Чума в Одессе: никто не предвидел масштабов надвигающейся катастрофы | Куликовец

Чума в Одессе: никто не предвидел масштабов надвигающейся катастрофы

Первые чумные захоронения производились не в пределах будущей Чумной горы, а непосредственно на общественном некрополе.

Как думаете, что означает прилагаемая в качестве иллюстрации частично промасленная бумажка из стародавнего архивного дела? Это бесценный рисунок, фиксирующий границы Городского кладбища в 1812 году. С трудом идентифицировал топографические привязки по оси могил Шабер и Клеонова (Кленова), но это отдельный сюжет. Почему в середине 1820-х Воронцов скрупулезно выявлял эти границы с помощью очевидцев? Потому что первые чумные захоронения производились не в пределах будущей Чумной горы (Чумки), а непосредственно на общественном некрополе. Ибо сперва никто не предвидел масштабов надвигающейся катастрофы.

Появление «чумной заразы», мягко говоря, прошляпили, чтобы впоследствии сполна расплатиться не столько даже за халатность, сколько за нездоровый рационализм, а именно опасение потерять коммерческие выгоды. По архивным материалам выясняется, в частности, что в начале эпидемии умерших от заразы горожан хоронили на общем, то есть Городском кладбище, и лишь позднее — на обособленных погостах, которых оказалось гораздо больше, чем можно было предположить, что захоронения представляли собой «братские могилы» и др. Это не покажется странным, если учесть замечание адъютанта и родственника герцога де Ришельё, графа Рошешуара. Граф признаёт в своих мемуарах, что решение объявить карантин было несколько запоздалым, ибо суровые карантинные меры совершенно пресекали торговлю.

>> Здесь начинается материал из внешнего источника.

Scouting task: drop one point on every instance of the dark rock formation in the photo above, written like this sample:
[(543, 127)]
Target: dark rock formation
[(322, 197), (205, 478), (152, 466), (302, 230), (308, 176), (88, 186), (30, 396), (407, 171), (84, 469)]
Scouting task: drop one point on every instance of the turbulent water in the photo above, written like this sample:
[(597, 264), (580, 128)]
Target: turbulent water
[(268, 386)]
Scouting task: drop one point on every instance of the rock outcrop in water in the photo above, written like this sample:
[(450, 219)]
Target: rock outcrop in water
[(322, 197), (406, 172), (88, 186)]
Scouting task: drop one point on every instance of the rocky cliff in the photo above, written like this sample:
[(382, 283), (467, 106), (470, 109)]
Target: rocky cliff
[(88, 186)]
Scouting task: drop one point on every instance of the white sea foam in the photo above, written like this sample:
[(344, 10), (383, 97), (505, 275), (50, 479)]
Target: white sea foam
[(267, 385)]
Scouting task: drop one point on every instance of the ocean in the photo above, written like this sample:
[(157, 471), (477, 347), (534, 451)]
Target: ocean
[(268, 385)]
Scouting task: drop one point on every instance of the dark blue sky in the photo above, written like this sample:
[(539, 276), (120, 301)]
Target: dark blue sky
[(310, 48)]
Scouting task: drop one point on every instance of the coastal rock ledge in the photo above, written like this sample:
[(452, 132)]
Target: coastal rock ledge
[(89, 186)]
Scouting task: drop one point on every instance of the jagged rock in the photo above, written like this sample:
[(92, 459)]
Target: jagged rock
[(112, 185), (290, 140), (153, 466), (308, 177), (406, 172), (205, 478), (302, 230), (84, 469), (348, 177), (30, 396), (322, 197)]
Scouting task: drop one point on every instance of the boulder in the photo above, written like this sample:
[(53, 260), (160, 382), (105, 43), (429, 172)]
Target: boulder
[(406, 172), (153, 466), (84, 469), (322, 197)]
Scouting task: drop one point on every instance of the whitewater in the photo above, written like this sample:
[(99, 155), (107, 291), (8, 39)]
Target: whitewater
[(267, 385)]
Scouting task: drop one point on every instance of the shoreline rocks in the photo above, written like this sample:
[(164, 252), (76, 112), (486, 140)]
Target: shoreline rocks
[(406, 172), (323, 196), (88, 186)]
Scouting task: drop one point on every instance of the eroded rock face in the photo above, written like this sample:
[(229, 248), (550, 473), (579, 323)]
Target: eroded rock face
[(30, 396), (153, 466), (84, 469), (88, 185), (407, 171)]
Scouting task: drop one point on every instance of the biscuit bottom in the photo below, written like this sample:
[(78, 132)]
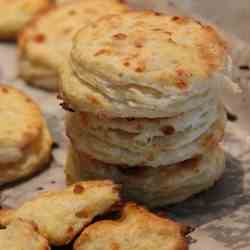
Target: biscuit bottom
[(153, 187), (37, 157)]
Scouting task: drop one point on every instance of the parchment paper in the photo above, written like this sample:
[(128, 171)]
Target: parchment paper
[(221, 214)]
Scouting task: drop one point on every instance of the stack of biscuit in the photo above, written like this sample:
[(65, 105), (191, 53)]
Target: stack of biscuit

В августе 1812 года много шуму наделала гибель трёх актрис из труппы итальянских антрепренёров Монтовани и Замбони — «содержателей Городского театра», то есть заключивших определённый контракт с Одесским строительным комитетом. 29-го числа крайне обеспокоенный судьбой горожан градоначальник посредством упомянутого Комитета — основной управленческой структуры города — ввёл чрезвычайное положение. Одесса разделялась на 13 санитарных частей, во главе которых стояли избранные комиссары и их помощники из самых авторитетных и благонадежных граждан. В их числе такие известные фигуранты ранней истории города, как купцы Амвросио, Андросов, Голиков, Инглези, Косовский, Кошелев, Ксенис, Мясников, Ростовцев, Сикар, чиновник Вейс и др. В их задачу входило составление локальной описи домов и ежедневный двукратный их обход с целью выявления заболевших. Если больной обнаруживался, призывался медицинский чиновник для освидетельствования, и в случае явного и даже сомнительного диагноза таковой горожанин отправлялся в госпиталь. При этом дом опечатывался и брался под охрану во избежание мародёрства и выноса заражённых вещей. Далее принималось решение: сжечь оные вещи или подвергнуть очистке

Одесситам вменялось в обязанность дважды в день окуривать помещения, запрещалось принимать гостей. Категорически возбранили продажу second hand. На первых порах следовало наблюдать, чтобы не было скопления людей в питейных домах и других общественных местах. Закрыли дома терпимости, а всех проституток собрали в одном карантинном помещении, под страхом строгого наказания запретив принимать посетителей, каковые в случае задержания несли равную ответственность. Позже, по объявлению общего карантина, горожанам вообще запретили появляться в общественных местах — даже храмы закрылись.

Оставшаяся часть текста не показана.